While the specifics such as timing and tax rates remain uncertain, Chinese mills will have to accept the “reality” of higher costs due to the industry’s reliance on Indonesia, said Celia Wang, an analyst with researcher Mysteel Global. Higher nickel prices also bring additional pain to battery producers, which are already “very uncomfortable” with high raw materials costs, she said.
Battery metals are in the throes of an unprecedented boom amid a global push to mitigate climate change, with lithium surging to a record and cobalt doubling in the past year. The persistent rally may push up the cost of a battery for the first time since at least 2010, hurting automakers and risking putting consumers off purchasing an EV, according to BloombergNEF.
Indonesia’s domestic focus may spur more overseas investment for the downstream sector, according to Lynn Zhang, analyst at Shanghai Metals Market. The government said in September that a EV battery plant jointly owned by Hyundai Motor Group and LG Energy Solution will start output in May.

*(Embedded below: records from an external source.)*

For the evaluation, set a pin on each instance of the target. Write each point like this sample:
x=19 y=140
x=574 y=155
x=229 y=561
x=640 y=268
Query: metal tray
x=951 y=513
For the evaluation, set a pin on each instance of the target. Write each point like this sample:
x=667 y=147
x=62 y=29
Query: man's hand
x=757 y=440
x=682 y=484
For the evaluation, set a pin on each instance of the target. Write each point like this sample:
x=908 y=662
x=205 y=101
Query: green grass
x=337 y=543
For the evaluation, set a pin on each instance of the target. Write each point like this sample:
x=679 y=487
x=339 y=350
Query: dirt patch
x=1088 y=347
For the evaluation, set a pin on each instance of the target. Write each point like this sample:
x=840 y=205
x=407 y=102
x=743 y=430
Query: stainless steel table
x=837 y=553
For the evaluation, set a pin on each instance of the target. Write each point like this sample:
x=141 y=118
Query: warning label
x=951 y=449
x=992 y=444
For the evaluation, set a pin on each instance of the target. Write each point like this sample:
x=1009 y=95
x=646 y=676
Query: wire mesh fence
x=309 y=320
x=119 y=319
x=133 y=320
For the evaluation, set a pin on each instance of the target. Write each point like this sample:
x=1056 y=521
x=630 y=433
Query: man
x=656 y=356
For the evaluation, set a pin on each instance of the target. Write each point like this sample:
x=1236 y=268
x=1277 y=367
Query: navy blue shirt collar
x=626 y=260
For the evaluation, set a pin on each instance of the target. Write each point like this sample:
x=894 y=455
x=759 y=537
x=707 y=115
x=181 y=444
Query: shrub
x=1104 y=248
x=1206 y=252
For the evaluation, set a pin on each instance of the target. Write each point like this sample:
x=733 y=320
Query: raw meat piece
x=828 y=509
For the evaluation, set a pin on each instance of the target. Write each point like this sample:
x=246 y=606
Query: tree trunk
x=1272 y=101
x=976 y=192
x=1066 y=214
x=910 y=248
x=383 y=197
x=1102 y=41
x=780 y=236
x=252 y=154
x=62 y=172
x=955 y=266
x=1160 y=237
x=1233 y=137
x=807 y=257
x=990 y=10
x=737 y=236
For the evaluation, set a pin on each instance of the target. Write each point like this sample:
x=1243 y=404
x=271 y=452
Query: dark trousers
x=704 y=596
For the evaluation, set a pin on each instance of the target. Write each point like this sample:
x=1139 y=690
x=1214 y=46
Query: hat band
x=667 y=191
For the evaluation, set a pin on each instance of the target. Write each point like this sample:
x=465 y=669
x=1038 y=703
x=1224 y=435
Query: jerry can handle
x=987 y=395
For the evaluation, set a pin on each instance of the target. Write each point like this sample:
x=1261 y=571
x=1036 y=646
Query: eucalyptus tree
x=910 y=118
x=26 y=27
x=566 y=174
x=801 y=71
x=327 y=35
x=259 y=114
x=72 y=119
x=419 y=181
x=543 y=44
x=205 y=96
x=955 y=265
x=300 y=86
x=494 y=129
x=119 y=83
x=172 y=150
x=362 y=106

Nickel has been a key focus for Tesla, with billionaire boss Elon Musk previously expressing concern about future supply due to challenges in sustainable sourcing and because demand is set to skyrocket as the world increasingly moves toward EVs. The metal was roiled last year due to breakthrough technology developed by Tsingshan Holding Group Co., the world’s biggest stainless steel producer, that allows it to use its existing Indonesian smelters to supply large quantities of a product that can be processed into battery-grade material.
Base metals broadly declined. Nickel on the London Metal Exchange fell 1.1% to $21,820 a ton by 2:32 p.m. in Shanghai after touching the highest since August 2011 on Wednesday. Copper dropped 1.4% and aluminum declined 1.1%.